# Time To Burn Tree

Hard
0/120
Average time to solve is 50m
Contributed by

## Problem statement

You have a binary tree of 'N' unique nodes and a Start node from where the tree will start to burn. Given that the Start node will always exist in the tree, your task is to print the time (in minutes) that it will take to burn the whole tree.

It is given that it takes 1 minute for the fire to travel from the burning node to its adjacent node and burn down the adjacent node.

For Example :
``````For the given binary tree: [1, 2, 3, -1, -1, 4, 5, -1, -1, -1, -1]
Start Node: 3

1
/ \
2   3
/ \
4   5

Output: 2

Explanation :
In the zeroth minute, Node 3 will start to burn.

After one minute, Nodes (1, 4, 5) that are adjacent to 3 will burn completely.

After two minutes, the only remaining Node 2 will be burnt and there will be no nodes remaining in the binary tree.

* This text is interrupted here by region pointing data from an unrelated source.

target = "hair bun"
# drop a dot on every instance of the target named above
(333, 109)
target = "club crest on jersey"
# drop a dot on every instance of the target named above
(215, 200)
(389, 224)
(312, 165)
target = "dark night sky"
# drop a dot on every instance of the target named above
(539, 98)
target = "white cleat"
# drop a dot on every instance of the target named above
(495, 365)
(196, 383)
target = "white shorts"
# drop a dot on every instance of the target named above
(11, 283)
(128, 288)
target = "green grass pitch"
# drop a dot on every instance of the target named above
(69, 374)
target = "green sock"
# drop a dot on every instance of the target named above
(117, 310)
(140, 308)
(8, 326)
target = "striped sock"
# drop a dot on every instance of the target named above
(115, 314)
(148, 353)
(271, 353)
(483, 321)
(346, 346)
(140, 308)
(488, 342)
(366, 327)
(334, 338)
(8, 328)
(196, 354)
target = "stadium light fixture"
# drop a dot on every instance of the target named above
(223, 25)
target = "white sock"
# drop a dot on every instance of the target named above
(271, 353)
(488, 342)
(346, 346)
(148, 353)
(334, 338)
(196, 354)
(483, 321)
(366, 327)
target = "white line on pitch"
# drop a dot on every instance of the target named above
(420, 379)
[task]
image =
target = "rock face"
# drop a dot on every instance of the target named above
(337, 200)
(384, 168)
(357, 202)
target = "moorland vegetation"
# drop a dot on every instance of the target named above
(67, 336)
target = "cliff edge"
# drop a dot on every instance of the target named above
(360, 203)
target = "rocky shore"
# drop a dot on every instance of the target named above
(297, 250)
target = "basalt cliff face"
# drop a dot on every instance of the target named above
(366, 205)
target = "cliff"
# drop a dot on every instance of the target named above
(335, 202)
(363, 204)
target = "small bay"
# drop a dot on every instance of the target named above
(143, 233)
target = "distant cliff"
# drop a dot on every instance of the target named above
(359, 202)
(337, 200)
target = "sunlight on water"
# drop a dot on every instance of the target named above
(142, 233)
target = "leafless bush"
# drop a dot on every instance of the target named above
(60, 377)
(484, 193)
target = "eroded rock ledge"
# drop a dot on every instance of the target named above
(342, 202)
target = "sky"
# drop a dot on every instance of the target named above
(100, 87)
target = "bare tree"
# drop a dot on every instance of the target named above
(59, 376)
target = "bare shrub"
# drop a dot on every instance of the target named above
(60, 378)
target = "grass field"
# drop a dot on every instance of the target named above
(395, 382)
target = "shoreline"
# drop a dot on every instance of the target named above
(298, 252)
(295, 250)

So, the whole tree will burn in 2 minutes.
``````
Detailed explanation ( Input/output format, Notes, Images )
##### Sample Input 1 :
``````1 2 3 4 -1 -1 5 -1 -1 -1 -1
2
``````
##### Sample Output 1 :
``````3
``````
##### Explanation Of Sample Input 1 :
``````The given binary tree will look as -
``````

``````The Start node is 2.

In the zeroth minute, Node 2 will start to burn.

After one minute, Nodes 1 and 4 that are adjacent to 2 will burn completely.

After two minutes, Node 3 that is adjacent to node 1 will burn completely.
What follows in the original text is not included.